Qu’est-ce que le Paris Games Week aura de différent ?

_ Je compare souvent le Paris Games Week au « salon de l’auto » du jeu vidéo. Parce que c’est organisé par la profession, mais aussi pour l’aspect que prendra la manifestation. Le jeu vidéo, c’est avant tout quelque chose de fun. Donc nous voulons faire un événement qui soit assez marqué « show ». Nous comptons inviter des gens liés aux jeux vidéo, que ce soit des artistes, ou des vedettes qui ont des contrats avec les différents éditeurs. Nous sommes aussi liés à des marques de musique, et nous pourrons donc faire venir des chanteurs. Le but, c’est vraiment de ne pas faire un salon traditionnel.

L’an dernier, la présence de Frédéric Mitterrand au Festival du jeu vidéo vous avait irrité. Est-ce aussi pour cela que vous avez créé le Paris Games Week ?

_ C’était un énervement passager. A l’époque, le Ministère voulait taxer le jeu vidéo, alors je ne trouvais pas cette venue opportune. Mais si j’avais quitté le festival juste pour cette raison, je n’aurais pas été très responsable. D’ailleurs, je suis persuadé que cette année Frédéric Mitterrand sera aussi présent au Paris Games Week.

Le Ministre venait assister à la cérémonie des Milthon, que vous avez qualifiée de « remise de prix appartenant au passé » . Le Paris Games Week aura-t-il son trophée ?

_ De nombreuses personnes m’ont approché pour faire un prix. Mais pour l’instant, tout ce qu’on m’a proposé ce sont des Awards ou des Césars du jeu vidéo. Ce qui caractérise notre industrie, c’est sa capacité à innover. Le monde du jeu vidéo se réinvente en permanence. Alors j’estime qu’en matière de récompenses aussi, on doit être capable de faire quelque chose de nouveau. Si l’idée, c’est juste d’inviter les anciens du jeu vidéo pour remettre un prix, ce n’est pas nous. Le petit jury de petits copains anciens combattants du jeu vidéo ça me débecte un peu.

Quel impact peut avoir votre manifestation sur le Festival?
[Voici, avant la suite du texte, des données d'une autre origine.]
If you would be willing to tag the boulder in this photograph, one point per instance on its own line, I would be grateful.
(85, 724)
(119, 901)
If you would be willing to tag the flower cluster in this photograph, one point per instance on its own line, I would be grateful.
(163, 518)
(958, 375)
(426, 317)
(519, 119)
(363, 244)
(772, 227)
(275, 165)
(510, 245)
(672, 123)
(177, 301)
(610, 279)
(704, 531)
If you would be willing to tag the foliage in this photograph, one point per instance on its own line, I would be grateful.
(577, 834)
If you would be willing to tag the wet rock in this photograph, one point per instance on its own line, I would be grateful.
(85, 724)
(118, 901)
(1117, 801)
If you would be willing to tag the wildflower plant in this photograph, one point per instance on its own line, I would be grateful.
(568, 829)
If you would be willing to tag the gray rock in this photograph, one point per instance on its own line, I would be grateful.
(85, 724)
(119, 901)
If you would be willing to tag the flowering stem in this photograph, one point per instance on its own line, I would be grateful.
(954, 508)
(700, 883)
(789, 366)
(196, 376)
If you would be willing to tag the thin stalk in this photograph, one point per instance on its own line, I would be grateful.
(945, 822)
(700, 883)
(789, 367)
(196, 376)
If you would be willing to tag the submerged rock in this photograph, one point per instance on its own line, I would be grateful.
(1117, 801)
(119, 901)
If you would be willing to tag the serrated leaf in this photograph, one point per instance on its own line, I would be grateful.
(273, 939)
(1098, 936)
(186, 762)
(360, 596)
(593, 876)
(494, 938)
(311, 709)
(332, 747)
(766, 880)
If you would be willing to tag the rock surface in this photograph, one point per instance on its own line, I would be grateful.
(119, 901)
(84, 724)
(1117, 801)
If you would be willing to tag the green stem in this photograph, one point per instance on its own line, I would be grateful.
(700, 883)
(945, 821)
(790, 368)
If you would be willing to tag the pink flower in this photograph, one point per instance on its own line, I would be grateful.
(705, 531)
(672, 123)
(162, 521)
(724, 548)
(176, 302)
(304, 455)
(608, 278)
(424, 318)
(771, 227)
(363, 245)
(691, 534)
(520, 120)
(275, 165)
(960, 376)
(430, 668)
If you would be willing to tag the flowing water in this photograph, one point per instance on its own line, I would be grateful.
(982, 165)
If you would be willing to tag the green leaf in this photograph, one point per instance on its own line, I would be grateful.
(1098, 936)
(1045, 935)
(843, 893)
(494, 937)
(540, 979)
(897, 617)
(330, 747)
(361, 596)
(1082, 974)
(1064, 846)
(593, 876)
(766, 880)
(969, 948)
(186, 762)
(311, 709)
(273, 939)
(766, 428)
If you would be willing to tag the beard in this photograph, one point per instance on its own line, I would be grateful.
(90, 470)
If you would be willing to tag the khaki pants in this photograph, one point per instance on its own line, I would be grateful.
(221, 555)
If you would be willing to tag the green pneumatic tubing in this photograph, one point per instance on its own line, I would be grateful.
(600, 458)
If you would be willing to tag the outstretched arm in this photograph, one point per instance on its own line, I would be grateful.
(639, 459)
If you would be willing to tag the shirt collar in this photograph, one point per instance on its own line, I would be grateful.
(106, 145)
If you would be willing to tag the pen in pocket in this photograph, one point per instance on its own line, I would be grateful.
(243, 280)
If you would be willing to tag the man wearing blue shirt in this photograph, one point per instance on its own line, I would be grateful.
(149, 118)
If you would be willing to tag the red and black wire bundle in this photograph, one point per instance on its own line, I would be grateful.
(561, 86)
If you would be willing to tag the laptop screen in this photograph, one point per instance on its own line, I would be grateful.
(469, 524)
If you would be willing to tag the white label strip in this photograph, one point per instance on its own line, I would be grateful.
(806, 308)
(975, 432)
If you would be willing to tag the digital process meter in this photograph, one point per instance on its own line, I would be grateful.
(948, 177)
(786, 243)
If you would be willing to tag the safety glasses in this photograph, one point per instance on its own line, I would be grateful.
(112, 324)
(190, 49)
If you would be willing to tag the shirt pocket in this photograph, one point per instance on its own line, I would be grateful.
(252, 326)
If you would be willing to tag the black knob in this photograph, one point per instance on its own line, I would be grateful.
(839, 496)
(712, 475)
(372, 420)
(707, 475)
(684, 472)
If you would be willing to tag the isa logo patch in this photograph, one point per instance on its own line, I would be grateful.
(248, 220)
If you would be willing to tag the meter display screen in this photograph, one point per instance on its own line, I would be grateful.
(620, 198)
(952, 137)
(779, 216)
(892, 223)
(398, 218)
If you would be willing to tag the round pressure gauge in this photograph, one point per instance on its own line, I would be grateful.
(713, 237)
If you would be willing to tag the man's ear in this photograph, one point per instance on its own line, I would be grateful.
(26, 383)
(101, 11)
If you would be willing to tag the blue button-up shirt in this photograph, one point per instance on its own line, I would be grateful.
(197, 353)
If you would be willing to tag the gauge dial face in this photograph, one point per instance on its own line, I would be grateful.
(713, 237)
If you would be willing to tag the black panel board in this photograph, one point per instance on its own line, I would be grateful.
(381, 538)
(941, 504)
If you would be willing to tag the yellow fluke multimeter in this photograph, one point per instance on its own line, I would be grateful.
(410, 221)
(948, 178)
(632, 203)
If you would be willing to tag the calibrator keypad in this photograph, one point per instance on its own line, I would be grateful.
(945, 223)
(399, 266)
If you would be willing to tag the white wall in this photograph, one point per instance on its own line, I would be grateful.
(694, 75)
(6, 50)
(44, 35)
_ Tous les éditeurs seront sur le Paris Games Week, et de manière logique, ils ne se déplaceront donc pas lors des deux autres événements. Mais il ne faut surtout pas croire que je m’oppose à Jonathan Dumont. J’ai bon espoir que les choses s’arrangent et je ne vois pas pourquoi il ne serait pas au Paris Games Week l’an prochain. On va trouver un accord, j’en suis à peu près sûr.

On évoque aussi un rapprochement sous peu entre le Micromania Game Show et votre salon…

_ Concernant Micromania, les choses ne sont pas finalisées, mais c’est en bonne voie. Sauf qu’on ne peut pas trop s’avancer. On ne parle pas que de théorie, mais aussi d’argent, de gros budgets. Enfin, comme vous le voyez, la guerre des festivals, c’est du passé.